Sénégal
Le Sénégal a promulgué dès le lendemain de l’Indépendance une Loi sur le domaine national (loi 64-46 du 17 juin 1964) qui verse toutes les terres non immatriculées (sur la base du décret du 26 juillet 1932) dans le domaine national. Celui-ci est divisé en 4 zones distinctes : les zones urbaines, les zones pionnières (dans lesquels sont réalisés les grands aménagements hydro-agricoles publics), les zones classées et les zones de terroir, consacrées à l’agriculture et l’élevage. Le domaine de l’Etat, subdivisé en domaine public et domaine privé et régi par la loi 76-66 du 2 juillet 1976, est venu ensuite compléter ce cadre juridique.
La loi sur le domaine national a connu de nombreuses difficultés d’application du fait de l’inachèvement de son opérationnalisation (certaines dispositions n’ont jamais été clarifiées) et par le fait qu’elle n’a jamais été totalement acceptée par les populations, qui se sont vus retirer leurs droits coutumiers au profit d’un simple droit d’usage révocable en cas de non mise en valeur de leurs terres. Avec les lois sur la décentralisation de 1972 et 1996, la gestion du foncier des zones de terroir a été transférée aux communautés rurales (actuellement communes rurales), collectivités locales qui regroupent plusieurs villages, mais sans que celles-ci aient vraiment les moyens d’exercer leurs compétences en la matière. Le système de gestion coutumier des terres a donc perduré dans la plupart des régions du Sénégal, avec l’accord tacite de l’administration et des élus locaux.
Ce n’est qu’à partir des années 90 que le gouvernement met à l’ordre du jour de son agenda politique la réforme du foncier rural, et élabore une proposition de Plan d’action foncier (1996). Celui-ci soulève une forte opposition aussi bien des élus locaux que des organisations paysannes, en raison de son orientation en faveur d’une privatisation des terres. La crise en Casamance fait aussi redouter à l’Etat de nouvelles tensions et il abandonne rapidement ce projet de réforme. Cela donnera néanmoins l’occasion aux organisations de producteurs (CNCR) de clarifier leur vision du foncier et de faire des propositions de réforme foncière, dont l’esprit sera intégré dans la loi d’orientation agro-sylvo-pastorale (LOASP) promulguée en 2004 et permettra de juguler les tentatives de réforme du président Wade en faveur d’une privatisation du foncier et de la création de vastes domaines réservés aux investisseurs privés.
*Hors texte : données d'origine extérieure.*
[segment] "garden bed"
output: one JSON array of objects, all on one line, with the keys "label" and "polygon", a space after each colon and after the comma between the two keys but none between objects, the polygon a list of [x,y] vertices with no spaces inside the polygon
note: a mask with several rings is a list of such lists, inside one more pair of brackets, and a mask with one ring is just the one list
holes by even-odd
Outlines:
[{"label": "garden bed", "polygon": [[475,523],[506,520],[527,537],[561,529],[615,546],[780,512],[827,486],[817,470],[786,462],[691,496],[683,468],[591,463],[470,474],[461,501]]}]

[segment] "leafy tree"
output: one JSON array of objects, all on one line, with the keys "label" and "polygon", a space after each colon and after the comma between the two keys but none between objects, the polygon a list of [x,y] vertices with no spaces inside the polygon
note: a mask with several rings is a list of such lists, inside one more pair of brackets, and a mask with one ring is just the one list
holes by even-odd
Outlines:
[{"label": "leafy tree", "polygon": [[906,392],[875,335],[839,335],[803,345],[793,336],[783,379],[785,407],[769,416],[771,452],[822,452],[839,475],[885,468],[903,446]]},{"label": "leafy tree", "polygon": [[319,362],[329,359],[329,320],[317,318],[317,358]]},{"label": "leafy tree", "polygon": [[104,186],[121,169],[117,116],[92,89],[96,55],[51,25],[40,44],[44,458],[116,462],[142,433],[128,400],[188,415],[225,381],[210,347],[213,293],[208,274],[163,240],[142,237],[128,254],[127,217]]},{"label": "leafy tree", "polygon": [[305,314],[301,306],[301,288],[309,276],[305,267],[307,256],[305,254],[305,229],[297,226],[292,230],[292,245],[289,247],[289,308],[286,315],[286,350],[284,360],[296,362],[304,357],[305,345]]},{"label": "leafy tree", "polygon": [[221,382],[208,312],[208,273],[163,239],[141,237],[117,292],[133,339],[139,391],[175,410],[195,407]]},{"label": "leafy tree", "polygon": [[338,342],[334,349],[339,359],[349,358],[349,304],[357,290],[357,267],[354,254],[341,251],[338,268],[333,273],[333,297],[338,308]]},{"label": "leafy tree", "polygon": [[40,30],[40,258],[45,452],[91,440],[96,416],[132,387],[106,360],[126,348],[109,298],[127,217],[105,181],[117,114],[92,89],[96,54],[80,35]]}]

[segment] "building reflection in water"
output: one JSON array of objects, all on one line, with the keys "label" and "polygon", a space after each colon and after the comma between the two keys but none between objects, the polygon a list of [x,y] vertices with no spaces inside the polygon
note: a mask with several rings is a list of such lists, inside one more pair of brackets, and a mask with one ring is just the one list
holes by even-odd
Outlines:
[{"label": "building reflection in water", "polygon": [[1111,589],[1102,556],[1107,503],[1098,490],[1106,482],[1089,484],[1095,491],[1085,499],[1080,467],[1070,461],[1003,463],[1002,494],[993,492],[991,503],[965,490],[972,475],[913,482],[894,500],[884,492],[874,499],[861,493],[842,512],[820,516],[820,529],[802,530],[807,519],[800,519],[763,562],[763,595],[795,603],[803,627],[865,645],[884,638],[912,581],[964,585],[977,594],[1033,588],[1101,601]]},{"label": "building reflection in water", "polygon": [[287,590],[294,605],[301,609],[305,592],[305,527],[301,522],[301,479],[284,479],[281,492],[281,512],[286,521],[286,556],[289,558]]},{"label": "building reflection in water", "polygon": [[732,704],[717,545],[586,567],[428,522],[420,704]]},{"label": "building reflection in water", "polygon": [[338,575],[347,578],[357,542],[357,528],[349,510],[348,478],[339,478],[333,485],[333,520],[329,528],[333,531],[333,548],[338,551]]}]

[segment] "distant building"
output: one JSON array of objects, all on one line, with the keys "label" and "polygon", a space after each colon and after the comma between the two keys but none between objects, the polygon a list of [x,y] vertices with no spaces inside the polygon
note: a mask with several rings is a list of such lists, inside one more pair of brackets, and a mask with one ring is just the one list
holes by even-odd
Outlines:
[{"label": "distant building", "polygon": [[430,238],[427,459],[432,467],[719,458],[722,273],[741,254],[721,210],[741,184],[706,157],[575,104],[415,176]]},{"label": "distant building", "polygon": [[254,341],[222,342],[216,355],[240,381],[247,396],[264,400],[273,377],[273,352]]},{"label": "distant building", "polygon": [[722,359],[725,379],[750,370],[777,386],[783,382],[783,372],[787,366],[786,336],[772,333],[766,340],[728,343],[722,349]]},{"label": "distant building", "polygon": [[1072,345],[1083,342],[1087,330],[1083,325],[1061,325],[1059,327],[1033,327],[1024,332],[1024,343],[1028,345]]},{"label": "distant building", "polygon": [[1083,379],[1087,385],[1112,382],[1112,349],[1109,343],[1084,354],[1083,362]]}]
Le nouveau président Macky Sall met en place, après son élection, une commission nationale de réforme foncière (CNRF) chargée de proposer un texte de politique foncière. Cette commission s’appuie sur un processus participatif qui associe les différents acteurs du monde rural à travers la réalisation d’ateliers au niveau inter-communal et départemental, associant largement les organisations de la société civile. Ce processus multi-acteurs a permis d’élaborer un nouveau document de politique foncière qui a été soumis début 2018 aux plus hautes autorités, mais demeure sans suites depuis la dissolution de la CNRF et le refus du Président Macky Sall d’ouvrir un dialogue sur les propositions qui ont été faites. Depuis lors, différents projets de développement conduits dans de nombreuses régions du pays agissent sur la gouvernance foncière, sans qu’un document politique clair indique la vision sous-tendue par ces projets, faisant craindre à la société civile la mise en œuvre d’une « réforme en douceur » qui ne prendrait pas en compte toutes les aspirations et besoins des acteurs ruraux.